Jan 8

Jesus Baptism by John

I’ve always found Christ’s statement to John the Baptist at the time of his baptism to be somewhat enigmatic: “Suffer it to be so for now: for thus it becometh us to fulfil all righteousness” (Matt 3:15). Although I have long understood, in general terms, that Christ was identifying with sinful men through his submission to baptism by John, I also felt there was some deeper significance in Christ’s statement that I was missing.

I am reading several books on the life of Christ in preparation for a class I will be teaching this spring. I found some comments in one that were helpful to me in gaining a deeper appreciation for this event.
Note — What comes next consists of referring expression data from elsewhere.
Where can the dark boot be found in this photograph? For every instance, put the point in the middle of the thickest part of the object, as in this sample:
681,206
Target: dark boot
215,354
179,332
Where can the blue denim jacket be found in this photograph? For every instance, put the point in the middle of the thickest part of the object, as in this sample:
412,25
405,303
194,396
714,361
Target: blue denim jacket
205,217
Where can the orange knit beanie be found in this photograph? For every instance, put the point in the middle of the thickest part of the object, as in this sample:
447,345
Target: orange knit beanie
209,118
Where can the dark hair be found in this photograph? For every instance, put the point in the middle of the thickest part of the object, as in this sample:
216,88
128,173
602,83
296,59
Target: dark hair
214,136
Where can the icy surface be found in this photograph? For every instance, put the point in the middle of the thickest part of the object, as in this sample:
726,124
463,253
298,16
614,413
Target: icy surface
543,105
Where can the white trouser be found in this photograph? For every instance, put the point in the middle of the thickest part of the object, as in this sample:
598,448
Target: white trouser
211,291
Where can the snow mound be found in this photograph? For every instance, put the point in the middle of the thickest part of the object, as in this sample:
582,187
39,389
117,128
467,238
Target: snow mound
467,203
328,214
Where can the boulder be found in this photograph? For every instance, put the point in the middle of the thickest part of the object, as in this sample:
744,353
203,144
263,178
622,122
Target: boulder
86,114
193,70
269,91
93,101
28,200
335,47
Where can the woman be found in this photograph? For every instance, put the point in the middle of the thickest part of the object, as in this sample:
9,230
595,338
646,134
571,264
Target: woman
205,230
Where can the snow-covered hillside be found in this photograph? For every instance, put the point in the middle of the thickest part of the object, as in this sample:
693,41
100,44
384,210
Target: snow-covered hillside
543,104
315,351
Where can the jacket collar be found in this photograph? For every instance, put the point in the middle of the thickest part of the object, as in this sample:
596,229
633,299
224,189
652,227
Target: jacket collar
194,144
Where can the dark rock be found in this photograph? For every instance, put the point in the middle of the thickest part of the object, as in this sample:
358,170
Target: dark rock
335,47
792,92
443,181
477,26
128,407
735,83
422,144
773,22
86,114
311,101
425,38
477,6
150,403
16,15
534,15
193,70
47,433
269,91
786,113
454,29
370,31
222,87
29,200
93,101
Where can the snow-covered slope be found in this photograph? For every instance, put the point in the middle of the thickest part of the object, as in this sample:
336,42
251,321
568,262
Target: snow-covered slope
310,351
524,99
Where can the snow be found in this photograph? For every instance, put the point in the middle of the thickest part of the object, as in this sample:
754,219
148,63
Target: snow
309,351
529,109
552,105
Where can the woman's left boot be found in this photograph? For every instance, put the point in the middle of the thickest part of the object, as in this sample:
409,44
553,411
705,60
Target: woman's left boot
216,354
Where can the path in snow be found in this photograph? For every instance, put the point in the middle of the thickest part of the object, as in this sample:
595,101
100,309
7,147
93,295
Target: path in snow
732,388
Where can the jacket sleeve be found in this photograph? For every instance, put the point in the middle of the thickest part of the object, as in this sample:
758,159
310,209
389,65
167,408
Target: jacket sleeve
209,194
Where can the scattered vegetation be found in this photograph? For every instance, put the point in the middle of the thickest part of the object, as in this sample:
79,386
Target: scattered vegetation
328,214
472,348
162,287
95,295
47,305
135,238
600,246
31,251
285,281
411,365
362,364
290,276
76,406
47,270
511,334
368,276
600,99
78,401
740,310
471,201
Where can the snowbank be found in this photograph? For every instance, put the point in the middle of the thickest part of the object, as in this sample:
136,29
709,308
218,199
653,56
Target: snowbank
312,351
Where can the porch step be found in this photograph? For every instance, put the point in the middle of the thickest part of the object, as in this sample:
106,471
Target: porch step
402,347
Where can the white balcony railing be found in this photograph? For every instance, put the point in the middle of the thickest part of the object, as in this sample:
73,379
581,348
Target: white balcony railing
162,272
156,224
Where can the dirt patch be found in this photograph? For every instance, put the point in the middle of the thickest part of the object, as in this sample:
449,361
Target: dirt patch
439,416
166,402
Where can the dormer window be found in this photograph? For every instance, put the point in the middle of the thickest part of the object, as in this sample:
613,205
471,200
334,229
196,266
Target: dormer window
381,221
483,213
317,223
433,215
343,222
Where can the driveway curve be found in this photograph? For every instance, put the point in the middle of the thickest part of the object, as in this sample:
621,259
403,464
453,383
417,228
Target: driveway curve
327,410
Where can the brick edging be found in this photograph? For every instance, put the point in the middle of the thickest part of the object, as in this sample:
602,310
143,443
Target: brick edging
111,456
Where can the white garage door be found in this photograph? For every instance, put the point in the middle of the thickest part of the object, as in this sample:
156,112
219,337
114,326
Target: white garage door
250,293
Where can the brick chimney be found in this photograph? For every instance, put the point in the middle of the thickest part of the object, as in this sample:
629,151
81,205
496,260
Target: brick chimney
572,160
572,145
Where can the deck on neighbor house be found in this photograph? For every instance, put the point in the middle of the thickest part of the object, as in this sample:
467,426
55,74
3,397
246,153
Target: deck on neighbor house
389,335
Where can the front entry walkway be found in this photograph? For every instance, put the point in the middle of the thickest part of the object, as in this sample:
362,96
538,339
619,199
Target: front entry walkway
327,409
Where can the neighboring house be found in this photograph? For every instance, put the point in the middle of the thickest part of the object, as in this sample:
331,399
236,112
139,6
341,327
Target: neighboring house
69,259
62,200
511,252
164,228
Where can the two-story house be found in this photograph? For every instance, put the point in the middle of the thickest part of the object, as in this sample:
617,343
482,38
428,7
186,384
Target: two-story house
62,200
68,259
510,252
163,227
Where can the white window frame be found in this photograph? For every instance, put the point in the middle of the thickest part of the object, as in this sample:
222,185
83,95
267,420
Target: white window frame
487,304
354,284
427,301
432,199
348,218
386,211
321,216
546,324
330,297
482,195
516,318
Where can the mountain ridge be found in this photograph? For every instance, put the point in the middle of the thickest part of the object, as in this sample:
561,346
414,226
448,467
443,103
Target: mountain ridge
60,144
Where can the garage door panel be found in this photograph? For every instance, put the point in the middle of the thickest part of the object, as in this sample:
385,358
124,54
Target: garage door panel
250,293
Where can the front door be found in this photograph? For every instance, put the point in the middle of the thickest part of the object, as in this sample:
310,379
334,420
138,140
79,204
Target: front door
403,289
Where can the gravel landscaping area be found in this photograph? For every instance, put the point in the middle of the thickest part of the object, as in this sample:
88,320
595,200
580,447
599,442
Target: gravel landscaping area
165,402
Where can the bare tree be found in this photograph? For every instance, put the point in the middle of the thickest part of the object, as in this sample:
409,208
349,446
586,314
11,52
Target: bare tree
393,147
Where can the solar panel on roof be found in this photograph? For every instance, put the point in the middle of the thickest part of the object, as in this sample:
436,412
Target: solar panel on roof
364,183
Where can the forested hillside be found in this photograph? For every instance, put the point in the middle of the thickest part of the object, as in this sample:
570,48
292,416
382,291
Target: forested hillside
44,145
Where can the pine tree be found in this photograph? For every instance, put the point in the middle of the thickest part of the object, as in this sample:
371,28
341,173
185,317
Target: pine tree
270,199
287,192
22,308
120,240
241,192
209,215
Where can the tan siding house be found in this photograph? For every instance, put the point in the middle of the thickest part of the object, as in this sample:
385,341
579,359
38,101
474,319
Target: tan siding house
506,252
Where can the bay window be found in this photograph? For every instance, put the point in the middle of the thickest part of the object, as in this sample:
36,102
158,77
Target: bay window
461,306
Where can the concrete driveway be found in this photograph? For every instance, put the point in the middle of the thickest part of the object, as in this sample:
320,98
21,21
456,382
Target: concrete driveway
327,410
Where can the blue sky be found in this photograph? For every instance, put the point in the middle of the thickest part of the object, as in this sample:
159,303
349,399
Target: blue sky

By his statement to John about fulfilling all righteousness, Jesus seems to mean that for the purpose of accomplishing his mediatorial work it is necessary for him to be baptized. This must be understood as a deliberate identification of himself with the nation, and so is in line with his birth, circumcision, presentation, and assumption of the yoke of the law. Since John’s baptism was bound up with the forgiveness of sins (Mk. 1:4), and no personal sin is involved in Jesus’ case, the conclusion is fairly obvious that the baptism was the first public step taken in the direction of bearing the sins of the people. . . .
Later developments in the gospel story reveal that our Lord’s conception of the baptism moved along this vicarious line. His experience at the Jordan meant more to him than a consecration to his ministry. “I have a baptism to be baptized with: and how I am constrained (or hemmed in) until it is accomplished!” (Lk. 12:50). He was anticipating the baptism of blood that came to him at the cross. Again, in dealing with the sons of Zebedee he linked his baptism of the future with the cup he must drink then applied both of them to these two disciples (Mk. 10:38-39). They would share his suffering.  Clearly baptism is associated with death. Jesus seems to have been the first one to state a connection between these two items, and in stating it he revealed his understanding of his own experience of baptism. The teaching of the early church followed this same pattern, depicting Jesus as coming both by water (baptism by John) and blood (the death of the cross) (1 Jn. 5:6), and also coupling baptism and death in the case of the believer as the ground of his sanctification (Rom. 6:3). . . . [Everett F. Harrison, A Short Life of Christ. Grand Rapids, MI: Wm. B. Eerdmans Publishing Co., 1968. pp. 74-75.]

The whole chapter—indeed, the whole book— is helpful.